Era rubio, de pelo lacio y unos enormes ojos almendrados. Tendría unos cuatro años aunque ya sabía estar quieto. Desde la esquina de la mesa miraba fijamente a su madre, una chica muy joven que jugaba con un bebé que tenía en brazos. Ella acercaba el bebé, una niña, a la cara del abuelo y luego se daba la vuelta rápidamente. Se acercaba y se alejaba mientras la niña reía al tender sus bracitos para tocar la nariz del abuelo.

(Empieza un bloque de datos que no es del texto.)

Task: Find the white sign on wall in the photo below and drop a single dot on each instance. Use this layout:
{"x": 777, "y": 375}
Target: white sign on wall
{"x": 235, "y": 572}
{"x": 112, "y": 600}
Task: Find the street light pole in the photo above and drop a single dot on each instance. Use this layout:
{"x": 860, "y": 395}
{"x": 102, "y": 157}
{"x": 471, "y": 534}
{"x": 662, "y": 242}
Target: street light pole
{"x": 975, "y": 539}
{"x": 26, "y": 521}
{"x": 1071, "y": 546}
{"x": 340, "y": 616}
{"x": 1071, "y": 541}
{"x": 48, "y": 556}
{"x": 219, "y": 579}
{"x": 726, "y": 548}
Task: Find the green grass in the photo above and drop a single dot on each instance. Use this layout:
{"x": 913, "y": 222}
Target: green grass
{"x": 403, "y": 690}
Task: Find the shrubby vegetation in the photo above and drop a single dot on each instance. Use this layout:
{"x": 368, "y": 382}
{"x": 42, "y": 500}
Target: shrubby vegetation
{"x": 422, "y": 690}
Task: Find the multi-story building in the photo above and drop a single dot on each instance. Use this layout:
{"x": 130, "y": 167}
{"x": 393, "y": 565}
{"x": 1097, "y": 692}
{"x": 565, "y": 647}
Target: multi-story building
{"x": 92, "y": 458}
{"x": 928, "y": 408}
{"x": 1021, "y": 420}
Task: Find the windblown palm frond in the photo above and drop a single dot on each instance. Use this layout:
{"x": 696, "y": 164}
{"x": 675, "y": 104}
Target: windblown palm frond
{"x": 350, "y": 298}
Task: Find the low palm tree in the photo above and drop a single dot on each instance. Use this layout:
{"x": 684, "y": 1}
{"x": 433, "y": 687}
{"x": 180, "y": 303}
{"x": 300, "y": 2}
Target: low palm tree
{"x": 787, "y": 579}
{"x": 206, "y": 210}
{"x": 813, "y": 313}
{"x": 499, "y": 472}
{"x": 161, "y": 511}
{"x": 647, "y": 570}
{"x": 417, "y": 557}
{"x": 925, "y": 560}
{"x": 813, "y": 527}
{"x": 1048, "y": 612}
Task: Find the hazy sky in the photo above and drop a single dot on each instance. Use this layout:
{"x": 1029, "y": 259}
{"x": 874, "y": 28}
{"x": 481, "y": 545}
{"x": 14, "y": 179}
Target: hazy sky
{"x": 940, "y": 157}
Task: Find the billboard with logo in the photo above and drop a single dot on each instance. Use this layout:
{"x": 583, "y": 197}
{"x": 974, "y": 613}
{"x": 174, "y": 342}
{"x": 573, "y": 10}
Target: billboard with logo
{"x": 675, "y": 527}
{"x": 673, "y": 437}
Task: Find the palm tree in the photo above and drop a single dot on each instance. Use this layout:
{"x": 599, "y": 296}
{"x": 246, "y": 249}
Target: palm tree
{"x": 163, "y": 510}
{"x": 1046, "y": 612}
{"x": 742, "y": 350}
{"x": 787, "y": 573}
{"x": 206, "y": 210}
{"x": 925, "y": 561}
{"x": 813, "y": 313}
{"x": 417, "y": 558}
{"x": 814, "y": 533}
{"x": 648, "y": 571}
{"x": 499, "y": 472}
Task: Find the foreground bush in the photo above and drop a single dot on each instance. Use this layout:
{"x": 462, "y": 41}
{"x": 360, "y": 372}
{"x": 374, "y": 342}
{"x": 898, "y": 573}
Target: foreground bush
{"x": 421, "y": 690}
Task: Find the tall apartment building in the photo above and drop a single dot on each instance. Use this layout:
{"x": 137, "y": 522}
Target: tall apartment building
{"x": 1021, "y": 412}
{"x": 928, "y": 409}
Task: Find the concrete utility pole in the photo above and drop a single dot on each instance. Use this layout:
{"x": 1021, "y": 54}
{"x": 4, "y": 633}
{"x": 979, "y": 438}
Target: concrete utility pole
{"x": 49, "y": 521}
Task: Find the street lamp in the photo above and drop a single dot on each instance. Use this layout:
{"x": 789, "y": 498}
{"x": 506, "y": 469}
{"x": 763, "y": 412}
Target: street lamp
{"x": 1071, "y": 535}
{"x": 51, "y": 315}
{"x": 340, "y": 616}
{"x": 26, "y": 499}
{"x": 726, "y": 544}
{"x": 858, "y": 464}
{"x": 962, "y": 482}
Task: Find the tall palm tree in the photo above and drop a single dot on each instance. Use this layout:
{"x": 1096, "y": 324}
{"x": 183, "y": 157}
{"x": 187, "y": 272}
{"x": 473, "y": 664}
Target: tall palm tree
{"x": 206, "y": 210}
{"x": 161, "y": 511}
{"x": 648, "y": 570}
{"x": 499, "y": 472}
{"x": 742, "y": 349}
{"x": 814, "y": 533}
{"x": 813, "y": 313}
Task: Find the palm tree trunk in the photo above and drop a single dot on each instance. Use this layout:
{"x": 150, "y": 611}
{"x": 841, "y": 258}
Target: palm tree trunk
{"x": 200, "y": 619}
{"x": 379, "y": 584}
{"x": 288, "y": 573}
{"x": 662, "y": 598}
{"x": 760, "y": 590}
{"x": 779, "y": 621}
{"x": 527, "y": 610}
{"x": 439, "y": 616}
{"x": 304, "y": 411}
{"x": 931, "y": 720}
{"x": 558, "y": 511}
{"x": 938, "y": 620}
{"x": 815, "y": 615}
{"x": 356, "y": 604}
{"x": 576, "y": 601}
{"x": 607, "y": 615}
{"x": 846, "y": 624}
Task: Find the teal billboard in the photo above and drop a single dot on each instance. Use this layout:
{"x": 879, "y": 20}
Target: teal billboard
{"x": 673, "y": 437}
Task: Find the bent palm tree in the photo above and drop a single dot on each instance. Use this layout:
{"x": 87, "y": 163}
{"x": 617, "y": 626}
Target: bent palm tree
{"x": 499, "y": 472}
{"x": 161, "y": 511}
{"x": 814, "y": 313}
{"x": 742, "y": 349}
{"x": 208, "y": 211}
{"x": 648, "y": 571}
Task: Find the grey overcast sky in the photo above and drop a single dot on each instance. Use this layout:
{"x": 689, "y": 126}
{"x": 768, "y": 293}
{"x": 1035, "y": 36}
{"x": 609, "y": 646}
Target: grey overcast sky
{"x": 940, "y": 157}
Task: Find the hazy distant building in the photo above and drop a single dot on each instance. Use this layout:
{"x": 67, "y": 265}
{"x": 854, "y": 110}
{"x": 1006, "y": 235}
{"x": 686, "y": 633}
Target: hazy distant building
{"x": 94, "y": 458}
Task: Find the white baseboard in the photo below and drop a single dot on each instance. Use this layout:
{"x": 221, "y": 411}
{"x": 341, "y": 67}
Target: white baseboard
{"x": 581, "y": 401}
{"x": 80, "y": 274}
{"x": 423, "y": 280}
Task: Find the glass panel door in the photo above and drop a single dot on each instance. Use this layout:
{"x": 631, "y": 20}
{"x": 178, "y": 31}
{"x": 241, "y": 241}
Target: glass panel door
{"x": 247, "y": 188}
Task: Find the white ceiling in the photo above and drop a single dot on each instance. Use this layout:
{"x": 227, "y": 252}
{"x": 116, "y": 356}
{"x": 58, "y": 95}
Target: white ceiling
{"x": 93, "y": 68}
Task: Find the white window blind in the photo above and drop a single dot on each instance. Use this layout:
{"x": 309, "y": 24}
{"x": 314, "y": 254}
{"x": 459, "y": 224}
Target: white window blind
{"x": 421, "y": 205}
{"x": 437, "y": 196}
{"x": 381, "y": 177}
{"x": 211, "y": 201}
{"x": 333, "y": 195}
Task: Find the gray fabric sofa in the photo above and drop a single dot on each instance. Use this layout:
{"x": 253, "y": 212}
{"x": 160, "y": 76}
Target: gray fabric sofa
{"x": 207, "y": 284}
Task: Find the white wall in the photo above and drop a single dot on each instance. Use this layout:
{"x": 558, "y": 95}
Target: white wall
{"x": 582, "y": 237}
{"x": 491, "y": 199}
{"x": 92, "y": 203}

El niño contemplaba absorto el juego. Parecía comprender todo su significado y sobre todo lo que suponía para él. He ahí a mi hermana, tan pequeña que aún no sabe andar ni hablar y ya está concentrando el interés de quienes más quiero. Nada volverá a ser como era cuando solo estaba yo. Apenas acaba de nacer y ya todos están pendientes de ella. Así continuó la escena unos minutos durante los cuales la única que reparaba en la atenta mirada del niño, el dinosaurio de su mano suspendido en el aire, era yo.

Después comenzaron a prepararse para partir, el abriguito de la niña, la chaqueta de la madre, la americana del padre. Intercambiaron besos y la joven pareja se fue con el bebé. En la mesa quedaron los abuelos y el niño de ojos grandes y almendrados, ahora concentrado en el dinosaurio, quizás su amigo invisible.